Распираемая людскими телами коробка троллейбуса казалась хлипкой, ненадежно тонкой. Она тряслась и дрожала на разгонах, едко дребезжали стекла, и тонко вибрировал под ногами пол. Было ощущение, что этот плексигласовый ящик просто надет на нас.
– Контролер не поймает? – озабоченно спросил Ларионов.
– Но если вы не можете достать гривенник, он ведь тем более не достанет свой жетон, – заметила я.
– Я думаю, у контролеров есть тренированность на толкучку, – рассудительно сказал Ларионов и добавил удивленно: – Странная все-таки работа – душиться, толкаться, ловить…
Тут я его вспомнила. Мы сейчас стояли лицом к лицу, тесно прижатые толпой друг к другу, как когда-то давно на даче в танце, но раньше я не могла его вспомнить, потому что не смотрела ему прямо в глаза – очень странные глаза, с чуть потупленным взглядом, который сначала казался смущенным и лишь немного погодя оказывался невыносимо упрямым.
Ни рассказов его про штурманство, ни про какой-то ролкер, даже внешность его отчетливо не могла припомнить. А вспомнила взгляд. И еще он говорил, что умеет играть на кларнете. Почему? Не помню…
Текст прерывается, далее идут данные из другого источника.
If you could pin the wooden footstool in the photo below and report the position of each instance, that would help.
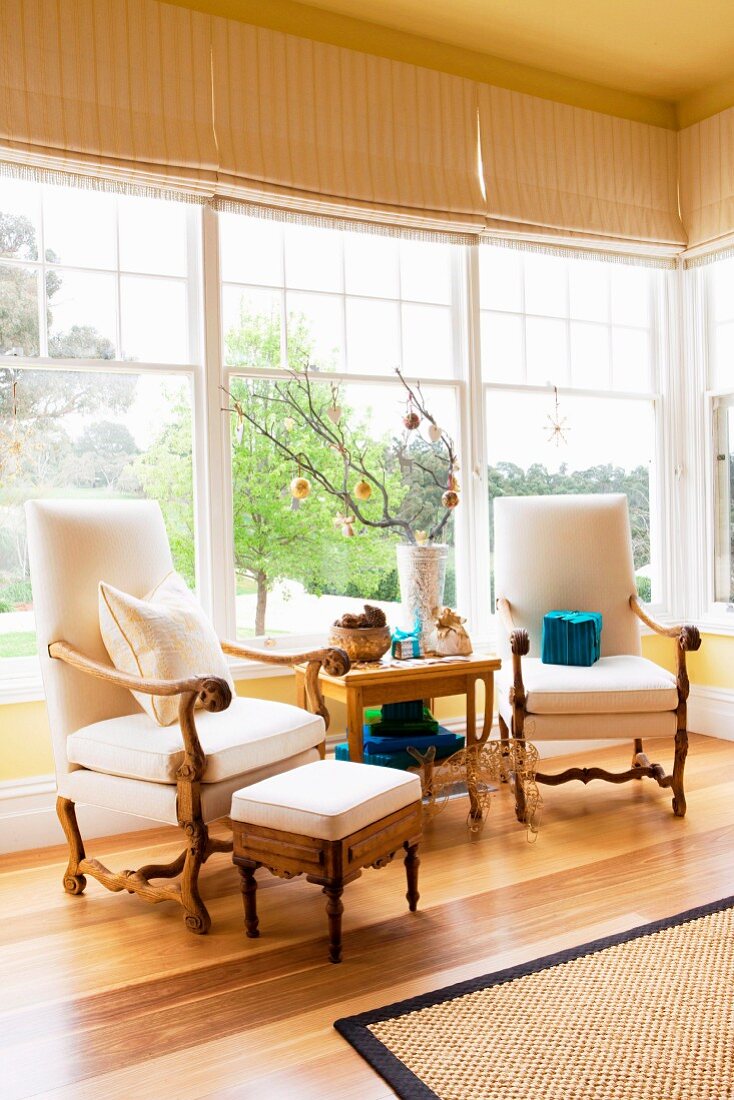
(327, 821)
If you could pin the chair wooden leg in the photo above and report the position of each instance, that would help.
(196, 917)
(74, 882)
(504, 736)
(678, 768)
(412, 865)
(333, 910)
(249, 888)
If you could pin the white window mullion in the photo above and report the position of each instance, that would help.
(474, 593)
(212, 451)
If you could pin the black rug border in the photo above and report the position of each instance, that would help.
(404, 1081)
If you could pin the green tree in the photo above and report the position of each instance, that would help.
(107, 447)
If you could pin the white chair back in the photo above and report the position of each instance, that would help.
(555, 552)
(73, 546)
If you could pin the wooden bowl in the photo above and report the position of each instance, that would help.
(362, 644)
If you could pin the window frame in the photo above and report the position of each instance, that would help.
(661, 352)
(220, 374)
(671, 496)
(20, 677)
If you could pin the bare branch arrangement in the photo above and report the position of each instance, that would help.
(295, 399)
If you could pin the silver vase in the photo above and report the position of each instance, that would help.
(422, 575)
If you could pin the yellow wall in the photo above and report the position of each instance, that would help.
(311, 22)
(25, 745)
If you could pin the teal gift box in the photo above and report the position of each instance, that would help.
(571, 638)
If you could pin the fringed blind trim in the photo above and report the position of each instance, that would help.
(550, 166)
(707, 178)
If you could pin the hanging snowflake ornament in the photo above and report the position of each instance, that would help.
(333, 411)
(412, 420)
(300, 487)
(558, 427)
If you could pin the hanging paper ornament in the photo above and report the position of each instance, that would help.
(300, 487)
(412, 420)
(333, 411)
(346, 524)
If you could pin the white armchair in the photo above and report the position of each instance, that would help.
(108, 751)
(576, 552)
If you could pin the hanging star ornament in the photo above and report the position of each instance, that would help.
(558, 428)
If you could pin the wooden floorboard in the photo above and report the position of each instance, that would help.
(106, 996)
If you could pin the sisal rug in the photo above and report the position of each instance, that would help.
(644, 1015)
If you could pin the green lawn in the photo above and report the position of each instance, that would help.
(20, 644)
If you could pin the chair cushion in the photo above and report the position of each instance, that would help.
(612, 685)
(329, 799)
(252, 733)
(164, 636)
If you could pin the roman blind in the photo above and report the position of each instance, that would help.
(554, 168)
(120, 86)
(319, 128)
(149, 92)
(707, 178)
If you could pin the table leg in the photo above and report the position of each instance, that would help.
(474, 807)
(471, 711)
(354, 723)
(489, 705)
(300, 690)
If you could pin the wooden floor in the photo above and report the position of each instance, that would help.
(105, 996)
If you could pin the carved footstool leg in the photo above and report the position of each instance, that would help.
(412, 864)
(335, 909)
(249, 888)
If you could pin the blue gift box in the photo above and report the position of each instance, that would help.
(571, 638)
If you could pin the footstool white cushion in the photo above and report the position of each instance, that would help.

Перед нашей остановкой народ у двери уплотнился, перегруппировался, вспучился – так, наверное, сжимаются и взрываются галактики, – и вышвырнуло нас на тротуар, и, прежде чем я опомнилась, Ларионов выхватил из кармана монету и сунул в чью-то высунутую из салона ладонь.
– Опустите, пожалуйста, за проезд!.. – крикнул он вслед уносящемуся с завыванием троллейбусу.
– Я вижу, вы всегда аккуратно платите за проезд, – сказала я серьезно.
– Ага, – кивнул он. – Плачу. Я вообще порядок люблю…
И смотрел он немного в сторону, будто снова застеснялся своей любви к порядку. Я подумала, что так вот, сильно стесняясь, он за соблюдение исповедуемого им порядка с жены, с подчиненных или обидчика шкуру спустит.
Мы шли по переулку к моему дому, и серый туман над мостовой быстро сгущался в синюю мглу. Было так тихо, что отчетливо слышался сухой шуршащий шелест, с которым падали на асфальт подсохшие кленовые листья.
Чтобы не молчать, спросила, сама не знаю зачем, не интересовало это меня нисколько:
– А ваша жена любит порядок?
– Алена? – удивился он моему вопросу. И развеселился: – Не-ет, Алена никакого порядка не признает…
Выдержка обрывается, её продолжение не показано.